Honneur photographique à la quiche à la tomate…

2 avril 2014

J’avais envie de profiter de ce joli mois d’avril approchant débutant (oui, j’ai encore mis 3 plombes à pondre cet article) pour vous souhaiter à tous une très belle année 2014, plein de bonheur, de santé, de pognon, de petits oiseaux bleus et de cerfs qui vous habillent le matin en sifflotant…

Certes, je fusse absent d’ici pendant quelques jours semaines mois temps (ce ne serait pas très élégant de compter) mais c’était pour la bonne cause.

Car ce blog, entièrement à mon image, (à savoir parfait) (à savoir modeste) souffrait énormément d’un manque inacceptable en comparaison à mes confrères et consœurs de la blogosphérie culinaire, à savoir des photos qui déchirent un peu leur race, et pas des clichés de téléphone pourris, pris après 3 bouteilles de rouge à l’apéro (donc tremblotants)(donc flous)(donc pourris).

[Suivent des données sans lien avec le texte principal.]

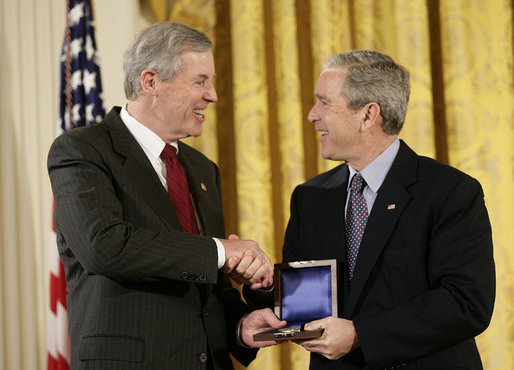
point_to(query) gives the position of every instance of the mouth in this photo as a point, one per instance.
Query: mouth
(199, 113)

Je me mis donc à la recherche d’un jeune photographe amateur que je pusse élever au rang de photographe culinaire professionnel reconnu et, ensemble, nous avons donc pu vous faire cette note qui, je le sens déjà, sera d’un haut niveau intellectuel et éducatif.

Entre grands professionnels reconnus du monde de la gastronomie et de la photographie, nous avons donc voulu tester aujourd’hui pour vous… (suspense…) :

 

La quiche à la tomates (!)
(non, non, c’est pas une blague…)

 

Bon, en même temps, soyons honnêtes… Si vous saviez faire une quiche à la tomates, vous ne seriez certainement pas ici mais sur des blogs hautement plus reconnus dans le milieu, comme celui de Petit Ours Brun par exemple…

Allez, on rassemble le cuisinier, le photographe mais aussi quelques ingrédients, un peu d’amour et de magie de nouvelle année 2014 et…

C’est parti !

1) Donc voici les quelques ingrédients sus-pré-cités précédemment (je sais, c’est redondant et inexact)(ça doit être ça, la magie de 2014…). Bon, on ne va pas les énumérer, mais nous remarquerons qu’il manque la pâte feuilletée, pâte qui n’a pas été photographiée tellement je l’ai fais maison et qu’elle est trop belle (gros mensonge)(ça doit être ça la magie de 2014…).

 

2) Bon, vu qu’on est quand même sur un blog cuisine sérieux de type quasi-professionnel, on se doit d’utiliser un peu de vocabulaire… Vous allez donc abaisser la pâte et foncer le moule avec vos organes préhensiles effecteurs situés à l’extrémité de vos avant-bras, que vous aurez préalablement lavés bien sûr… Après avoir cuit la pâte à blanc quelques minutes dans votre four, vous pourrez alors moutarder le fond de pâte à l’aide d’une spatule domestique culinaire de taille moyenne. Comme sur cette merveilleuse illustration phototypée ci-dessous.

 

3) Toujours dans l’esprit d’utiliser du vocabulaire professionnel, profitons-en pour souligner que c’est intelligent, c’est un plat malin(et balancez quelques rondelles de tomates, du thon, des câpres et tout ce que vous voulez… dans votre moule).

 

4) Maintenant que la minute culture est achevée, on peut enfin se remettre à employer notre langage du quotidien et dire des trucs du style : faisez un appareil dans un bol (avec des oeufs, de la crème, du lait, du sel, du poivre)(j’anticipe les questions : 2 entiers + 1 jaune, 15 cl, 20 cl, pincée, pincée)(par exemple…).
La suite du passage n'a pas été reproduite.